LA DESTALINIZZAZIONE

Leader dell’Unione sovietica è Nikita Chruščёv (1953) che diede inizio al processo di destalinizzazione e alla fine del culto di Stalin. Nel 1956 furono rivelati pubblicamente i crimini da lui compiuti, ciò capovolse drasticamente il giudizio dei comunisti su Stalin, non è che ne fossero completamente all’oscuro, ma non si volle darvi credito. Furono smantellati i gulag, liberati molti prigionieri politici, riabilitate le vittime delle epurazioni e ristabilita la “legalità socialista” accanto a un clima più aperto e tollerante sul terreno culturale (stagione del “disgelo”).
In Unione Sovietica l’atteggiamento di Chruščëv non mancò di contraddizioni dovendo tener conto delle pressioni interne degli stalinisti. Così quando l’Ungheria, attraverso una rivolta democratica, avanzò l’intento di uscire dal Patto di Varsavia, egli diede il via all’invasione della stessa. Tre giorni dopo i carri armati entrarono nel territorio ungherese e un’eroica resistenza fu repressa nel sangue dall’Armata rossa (1956).
Chruščёv dovette affrontare anche uno dei momenti peggiori nelle relazioni USA-URSS: la crisi dei missili di Cuba.

L’ISOLA DI CUBA

Cuba con la rivoluzione del 1959, durante la quale si creò il mito di Che Ghevara, si liberò dalla dittatura di Batista che aveva fatto di Cuba la capitale del gioco d’azzardo e della prostituzione, intrecciando affari con la mafia americana che trafficava con il rum, la cocaina, l’eroina, scommesse, automobili di lusso.
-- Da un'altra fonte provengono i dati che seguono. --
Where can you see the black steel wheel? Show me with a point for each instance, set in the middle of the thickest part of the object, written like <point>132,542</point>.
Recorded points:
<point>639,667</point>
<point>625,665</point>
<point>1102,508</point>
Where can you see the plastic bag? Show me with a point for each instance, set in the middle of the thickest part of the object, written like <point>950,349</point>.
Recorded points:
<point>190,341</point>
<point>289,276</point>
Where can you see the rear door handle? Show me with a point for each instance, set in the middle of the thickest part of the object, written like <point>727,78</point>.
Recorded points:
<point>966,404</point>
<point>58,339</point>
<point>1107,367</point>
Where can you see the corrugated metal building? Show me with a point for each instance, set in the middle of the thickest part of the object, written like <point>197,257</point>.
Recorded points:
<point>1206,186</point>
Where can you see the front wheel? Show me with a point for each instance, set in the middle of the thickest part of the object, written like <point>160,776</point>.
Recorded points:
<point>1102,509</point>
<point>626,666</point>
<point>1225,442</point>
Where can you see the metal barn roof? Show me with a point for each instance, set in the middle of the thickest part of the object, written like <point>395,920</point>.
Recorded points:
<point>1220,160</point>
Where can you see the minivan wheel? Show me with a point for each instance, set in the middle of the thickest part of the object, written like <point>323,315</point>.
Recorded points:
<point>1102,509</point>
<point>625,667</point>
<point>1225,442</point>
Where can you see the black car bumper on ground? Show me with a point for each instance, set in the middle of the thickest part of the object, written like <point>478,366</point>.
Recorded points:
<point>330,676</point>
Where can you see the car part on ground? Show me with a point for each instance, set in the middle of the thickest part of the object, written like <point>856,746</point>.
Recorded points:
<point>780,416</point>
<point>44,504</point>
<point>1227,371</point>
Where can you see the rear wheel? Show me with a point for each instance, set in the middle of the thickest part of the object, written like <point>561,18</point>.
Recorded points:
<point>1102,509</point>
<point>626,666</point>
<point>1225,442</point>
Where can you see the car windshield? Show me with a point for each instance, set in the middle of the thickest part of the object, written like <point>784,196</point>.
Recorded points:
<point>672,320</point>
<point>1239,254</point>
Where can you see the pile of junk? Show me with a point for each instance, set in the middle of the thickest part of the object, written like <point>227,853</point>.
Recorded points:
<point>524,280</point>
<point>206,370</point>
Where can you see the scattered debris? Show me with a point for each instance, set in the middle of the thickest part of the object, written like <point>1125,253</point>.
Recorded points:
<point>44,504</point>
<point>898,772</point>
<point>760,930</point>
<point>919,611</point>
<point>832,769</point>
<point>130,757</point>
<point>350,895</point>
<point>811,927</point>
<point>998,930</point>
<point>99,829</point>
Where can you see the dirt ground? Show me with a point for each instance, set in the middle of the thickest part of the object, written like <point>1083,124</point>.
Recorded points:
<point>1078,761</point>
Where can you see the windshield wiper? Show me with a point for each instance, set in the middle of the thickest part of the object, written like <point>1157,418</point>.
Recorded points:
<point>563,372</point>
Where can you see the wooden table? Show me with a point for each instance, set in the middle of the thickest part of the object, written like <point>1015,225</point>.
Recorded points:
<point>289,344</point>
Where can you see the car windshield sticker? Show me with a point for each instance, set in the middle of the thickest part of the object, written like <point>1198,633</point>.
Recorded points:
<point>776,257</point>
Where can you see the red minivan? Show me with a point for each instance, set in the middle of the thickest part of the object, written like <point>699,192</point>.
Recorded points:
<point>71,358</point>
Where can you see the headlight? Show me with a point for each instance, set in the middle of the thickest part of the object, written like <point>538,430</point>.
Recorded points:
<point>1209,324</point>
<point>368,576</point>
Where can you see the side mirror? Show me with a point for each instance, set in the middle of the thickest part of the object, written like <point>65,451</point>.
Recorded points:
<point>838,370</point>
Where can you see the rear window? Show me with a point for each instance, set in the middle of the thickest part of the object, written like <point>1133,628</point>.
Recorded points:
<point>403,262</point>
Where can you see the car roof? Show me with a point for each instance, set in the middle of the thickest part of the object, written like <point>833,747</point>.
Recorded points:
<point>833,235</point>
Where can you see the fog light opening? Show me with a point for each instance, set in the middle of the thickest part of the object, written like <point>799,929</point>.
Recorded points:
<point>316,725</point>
Gruppi finanziari entrarono negli spazi chiave dell’economia cubana trasformando affari illeciti in attività legali.

Il leader rivoluzionario Fidel Castro attuò un radicale cambiamento sociale ed economico con impronta socialista. Una riforma agraria espropriò i latifondi e riunì in cooperative le piccole aziende, nazionalizzando l’industria, cosicchè le imprese statunitensi persero le raffinerie di zucchero.
Il Presidente degli Stati Uniti Dwight Eisenhower rispose con un embargo sulle esportazioni. Seguì il fallito tentativo da parte di esuli cubani e di mercenari di invadere l’isola, ricordato come lo sbarco nella baia dei Porci (1961). Nel frattempo alla presidenza degli Stati Uniti si era insediato John Fitzgerald Kennedy.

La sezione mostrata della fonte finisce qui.